A team of Missouri allergists thinks it has found a way for cat lovers to help prevent the sneezing, red eyes and other allergic symptoms their pets produce: the answer is to keep their felines clean. Squeaky clean.
The researchers found that monthly washing significantly reduced the production of the allergen, a protein called Fel d1 (for Felis domestica, Latin for housecat) produced in the cat's saliva and by the glands on its body.
For nearly a year, H. James Wedner, associate professor of medicine at Washington University in St. Louis and his team bathed 10 cats once a month in lukewarm distilled water for 10 minutes. "After several washes, we noted a consistent decrease in Fel d1 production," Wedner wrote in a paper presented recently at the annual meeting of the American Academy of Allergy and Immunology in Baltimore. The difference, he said, was "highly statistically significant."

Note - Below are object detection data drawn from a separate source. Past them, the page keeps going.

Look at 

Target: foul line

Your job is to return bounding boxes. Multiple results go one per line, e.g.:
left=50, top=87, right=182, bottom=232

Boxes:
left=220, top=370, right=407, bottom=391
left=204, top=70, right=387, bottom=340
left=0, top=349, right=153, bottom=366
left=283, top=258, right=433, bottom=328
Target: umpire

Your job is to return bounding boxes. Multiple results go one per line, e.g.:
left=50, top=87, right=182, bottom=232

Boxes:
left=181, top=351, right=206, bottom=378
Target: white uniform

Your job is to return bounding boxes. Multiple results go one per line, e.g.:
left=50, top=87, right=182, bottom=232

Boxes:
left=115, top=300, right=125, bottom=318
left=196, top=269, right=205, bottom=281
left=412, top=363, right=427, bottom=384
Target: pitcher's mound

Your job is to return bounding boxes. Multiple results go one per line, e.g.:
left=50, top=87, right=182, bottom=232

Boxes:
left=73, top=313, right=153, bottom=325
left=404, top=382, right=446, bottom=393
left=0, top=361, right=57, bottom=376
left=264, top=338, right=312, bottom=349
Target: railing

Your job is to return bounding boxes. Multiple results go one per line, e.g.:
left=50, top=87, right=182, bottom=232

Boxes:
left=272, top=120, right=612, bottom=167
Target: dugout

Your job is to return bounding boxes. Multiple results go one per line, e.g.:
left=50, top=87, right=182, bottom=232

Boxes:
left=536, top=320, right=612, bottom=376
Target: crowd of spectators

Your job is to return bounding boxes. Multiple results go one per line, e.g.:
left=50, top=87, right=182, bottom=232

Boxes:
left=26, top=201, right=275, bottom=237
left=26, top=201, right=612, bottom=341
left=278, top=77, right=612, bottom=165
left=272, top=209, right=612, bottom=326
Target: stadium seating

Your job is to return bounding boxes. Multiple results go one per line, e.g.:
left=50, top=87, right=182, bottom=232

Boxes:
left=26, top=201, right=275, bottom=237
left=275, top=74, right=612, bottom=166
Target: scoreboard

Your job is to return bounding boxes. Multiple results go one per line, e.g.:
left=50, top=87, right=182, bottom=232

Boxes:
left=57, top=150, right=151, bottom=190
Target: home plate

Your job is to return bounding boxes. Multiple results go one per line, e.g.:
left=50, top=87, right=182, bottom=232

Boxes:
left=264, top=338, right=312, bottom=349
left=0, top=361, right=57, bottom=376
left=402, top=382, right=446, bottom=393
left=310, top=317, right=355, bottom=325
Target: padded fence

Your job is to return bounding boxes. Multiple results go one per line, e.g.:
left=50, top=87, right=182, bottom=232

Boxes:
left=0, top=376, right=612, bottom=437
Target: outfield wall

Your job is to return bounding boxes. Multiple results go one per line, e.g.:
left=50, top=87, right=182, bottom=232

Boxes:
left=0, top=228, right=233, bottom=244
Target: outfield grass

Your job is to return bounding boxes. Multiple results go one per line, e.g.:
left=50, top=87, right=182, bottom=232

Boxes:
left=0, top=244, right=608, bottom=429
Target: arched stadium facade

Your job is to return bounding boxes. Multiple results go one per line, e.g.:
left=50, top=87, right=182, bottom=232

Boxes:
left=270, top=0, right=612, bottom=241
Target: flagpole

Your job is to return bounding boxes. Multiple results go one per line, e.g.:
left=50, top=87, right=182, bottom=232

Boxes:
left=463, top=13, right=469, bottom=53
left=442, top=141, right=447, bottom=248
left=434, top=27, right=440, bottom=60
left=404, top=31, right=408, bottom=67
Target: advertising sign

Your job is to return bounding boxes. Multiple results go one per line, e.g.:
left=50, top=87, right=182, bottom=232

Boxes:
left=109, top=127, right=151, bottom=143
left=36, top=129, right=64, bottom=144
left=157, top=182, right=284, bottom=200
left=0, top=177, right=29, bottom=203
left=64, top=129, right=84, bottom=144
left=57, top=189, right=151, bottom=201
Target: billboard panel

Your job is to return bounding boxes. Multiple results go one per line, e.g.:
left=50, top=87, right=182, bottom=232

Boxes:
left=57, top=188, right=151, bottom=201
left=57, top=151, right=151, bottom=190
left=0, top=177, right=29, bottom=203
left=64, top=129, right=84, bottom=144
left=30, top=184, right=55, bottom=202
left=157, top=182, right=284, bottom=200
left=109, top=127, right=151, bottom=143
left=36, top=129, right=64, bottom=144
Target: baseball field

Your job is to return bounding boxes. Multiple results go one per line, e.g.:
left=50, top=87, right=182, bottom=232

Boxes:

For people who sneeze, wheeze or itch when exposed to cats, the best thing is to remove the cat, Wedner acknowledged. However, he noted, "many patients are either unwilling or unable to eliminate cats from their homes." Cat baths may be more effective and certainly are cheaper than shots or drugs, he said.
Wedner said cats, especially kittens, can be trained to tolerate baths, although he explained that those in his study were anesthetized.
Albert C. Benson, a Bethesda veterinarian, says that most cats are fairly easy to bathe. For difficult cats, he concedes, two people may be necessary.